Confidence in the means despite high standard deviation?

[Hypatio]

I have a one-dimensional set of data which I have attached an image of. This data is an intensity z, as a function of time, t. There are many data points over time with a large amount of scatter. However, if the data is binned over very short wavelengths we see that there is smooth variation over time. The standard deviation is large due to the scatter in the data, but it is also about the same for all times. In addition, we can create a model of the phenomenon at work and fit the means very well. On the other hand, if we simply change parameters in the model, we can get a model which fits the means poorly, but is still within the standard deviation because the standard deviation is so large.

What I want to know is what kind of statistical problems are encountered if you want to argue that a model which does not fit the bins well (even if it lay within the standard deviation) is actually a bad fit? I can think of at least two things but I don't know how to talk about them as well as I would like:

1) There is clearly a systematic long-wavelength variation which can be fit by a model, but how does that translate to a statistical argument for confidence that the means are more important than the standard deviation?

2) The roughness of the data may simply be noise which is randomly distributed. If the 'roughness' of the noise (e.g. root-mean squared residual) is about the same magnitude as the standard deviation, would this not prove that the means are more robust than it would seem, given the large standard deviation?

In short, how do you argue about the robustness the means in data with large standard deviation?

What do you think?

 

[Stephen Tashi]

Your questions about standard deviation seem to assume that all the "error" is in the luminosity measurement and that there is no error in the time measurement. Is that your assumption?

 

[Hypatio]

Actually, the assumption is that the "error" (standard deviation) lay in a source of non-experimental random noise. I say non-experimental because the noise is real but could be linked to a second-order process. The measurements themselves (luminosity and time) could be treated as exact.

So we have a main process A which generate the large-scale variation, and then a small-scale process B which generates the "noise".

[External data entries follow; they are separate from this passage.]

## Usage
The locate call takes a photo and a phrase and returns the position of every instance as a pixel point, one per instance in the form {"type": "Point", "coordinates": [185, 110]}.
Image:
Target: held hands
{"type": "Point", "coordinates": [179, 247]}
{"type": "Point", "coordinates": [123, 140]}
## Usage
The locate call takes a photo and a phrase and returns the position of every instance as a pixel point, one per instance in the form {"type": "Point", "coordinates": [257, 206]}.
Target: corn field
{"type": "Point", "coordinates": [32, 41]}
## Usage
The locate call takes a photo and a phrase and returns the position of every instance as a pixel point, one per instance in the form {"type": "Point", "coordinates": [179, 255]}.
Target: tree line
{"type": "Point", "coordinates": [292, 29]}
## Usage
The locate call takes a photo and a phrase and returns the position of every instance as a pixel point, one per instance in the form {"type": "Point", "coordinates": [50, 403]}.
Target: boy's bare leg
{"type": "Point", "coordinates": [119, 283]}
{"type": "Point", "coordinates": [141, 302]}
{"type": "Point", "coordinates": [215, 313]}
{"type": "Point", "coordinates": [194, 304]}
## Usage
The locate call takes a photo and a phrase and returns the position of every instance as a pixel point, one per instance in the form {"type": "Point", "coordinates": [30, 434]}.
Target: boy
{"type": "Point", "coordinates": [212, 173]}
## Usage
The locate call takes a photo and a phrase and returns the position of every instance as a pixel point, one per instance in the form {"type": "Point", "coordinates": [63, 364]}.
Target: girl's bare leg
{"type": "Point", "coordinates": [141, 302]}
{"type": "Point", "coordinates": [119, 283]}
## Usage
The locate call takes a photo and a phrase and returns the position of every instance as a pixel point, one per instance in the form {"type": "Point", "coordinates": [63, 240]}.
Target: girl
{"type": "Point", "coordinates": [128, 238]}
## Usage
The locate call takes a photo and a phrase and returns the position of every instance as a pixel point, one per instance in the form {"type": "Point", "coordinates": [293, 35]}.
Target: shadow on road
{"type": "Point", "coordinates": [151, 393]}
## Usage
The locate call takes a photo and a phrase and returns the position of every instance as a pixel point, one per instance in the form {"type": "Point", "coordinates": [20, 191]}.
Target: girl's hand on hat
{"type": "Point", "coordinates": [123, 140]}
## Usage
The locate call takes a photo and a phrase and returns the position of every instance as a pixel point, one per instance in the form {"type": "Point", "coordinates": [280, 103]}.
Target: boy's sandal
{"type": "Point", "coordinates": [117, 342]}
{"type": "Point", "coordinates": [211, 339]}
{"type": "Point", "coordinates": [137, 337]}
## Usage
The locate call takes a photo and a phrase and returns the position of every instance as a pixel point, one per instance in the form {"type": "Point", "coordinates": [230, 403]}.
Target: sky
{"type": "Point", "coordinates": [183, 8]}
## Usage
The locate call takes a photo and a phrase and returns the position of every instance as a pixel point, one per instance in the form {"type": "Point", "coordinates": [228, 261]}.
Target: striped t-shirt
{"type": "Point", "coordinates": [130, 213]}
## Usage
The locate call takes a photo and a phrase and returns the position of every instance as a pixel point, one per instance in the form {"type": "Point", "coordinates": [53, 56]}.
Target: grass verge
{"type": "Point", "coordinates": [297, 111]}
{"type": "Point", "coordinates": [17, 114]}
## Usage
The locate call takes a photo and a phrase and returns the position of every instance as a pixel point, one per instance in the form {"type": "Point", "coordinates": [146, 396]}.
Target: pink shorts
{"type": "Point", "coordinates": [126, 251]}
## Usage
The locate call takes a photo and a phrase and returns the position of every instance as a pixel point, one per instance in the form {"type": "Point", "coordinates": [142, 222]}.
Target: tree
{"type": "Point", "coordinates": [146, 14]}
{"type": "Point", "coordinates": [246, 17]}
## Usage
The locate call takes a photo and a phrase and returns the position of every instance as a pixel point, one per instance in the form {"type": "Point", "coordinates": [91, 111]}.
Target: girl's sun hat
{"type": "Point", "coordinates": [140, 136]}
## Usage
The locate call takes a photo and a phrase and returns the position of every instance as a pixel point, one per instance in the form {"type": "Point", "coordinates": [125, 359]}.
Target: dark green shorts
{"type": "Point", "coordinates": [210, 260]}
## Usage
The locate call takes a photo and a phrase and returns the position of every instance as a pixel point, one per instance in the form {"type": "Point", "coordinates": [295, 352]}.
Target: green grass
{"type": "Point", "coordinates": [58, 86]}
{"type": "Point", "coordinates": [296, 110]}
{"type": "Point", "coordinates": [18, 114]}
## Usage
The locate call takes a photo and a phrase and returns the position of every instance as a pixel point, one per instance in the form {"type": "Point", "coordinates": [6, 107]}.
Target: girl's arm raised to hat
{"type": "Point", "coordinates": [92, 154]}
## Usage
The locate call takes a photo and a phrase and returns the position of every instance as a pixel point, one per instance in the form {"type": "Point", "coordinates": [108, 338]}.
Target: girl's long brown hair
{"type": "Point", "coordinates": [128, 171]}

So if I want to constrain the variation due to process A, it is correct to fit to the means only and incorrect to just fit any curve within the standard deviation. But what kind of statistical ideas are involved here? How can you statistically argue that you must fit to the means?

 

[chiro]

So basically are you trying to say given some assumption for an error residual, what is the effect of this residual in terms of how it affects the measured distribution (with respect to the true population) and how we should deal with this when we want to estimate the population distribution (without the noise)?

 

[Stephen Tashi]

So if I want to constrain the variation due to process A, it is correct to fit to the means only and incorrect to just fit any curve within the standard deviation. But what kind of statistical ideas are involved here? How can you statistically argue that you must fit to the means?

The "best fit" is a subjective decision until you have an objective definition of "best". Some people define "best" by expressing faith in some statistic, like the (estimator of the) mean. Some people cn define a "loss function' or "merit function" and try to minimized the expected loss or maximize the expected merit. As I recall, using the mean value of a population to predict samples from a population minimizes a quadratic loss function. The mean value of a sample is one estimator of the mean value of the population.

If you are working on something that you'll try to publish, then look in the journals that you're submitting it to and see what kind of statistical methods the editors of the journal have accepted.

 

[Hypatio]

Chiro,

I think that sounds right. I want to say that the error residual, with respect to the sample mean (as an approximation of the true population mean), is superfluous to "process A". I suppose that this requires an estimate of the population distribution without the noise by determining the effect of the error residual on the measured distribution?

 

[chiro]

You might need to invent some theory yourself but what I would recommend you do is basically look at the standard goodness of fit tests and allow some "slack" space to take into account the random noise.

Without noise, something like a Chi-Square Goodness of Fit test would be the exact way to detect a disturbance and when you add noise, then what happens is this uncertainty (and hence variance) becomes larger as you are essentially adding more variance to the distribution.

One thing I definitely think you should do is to use some statistical theory to "average" over all possible distributions to get a "mean" distribution and then use that for your chi-square goodness of fit.

You could also use a Bayesian approach.

The above ideas should all provide some way of factoring in the random noise.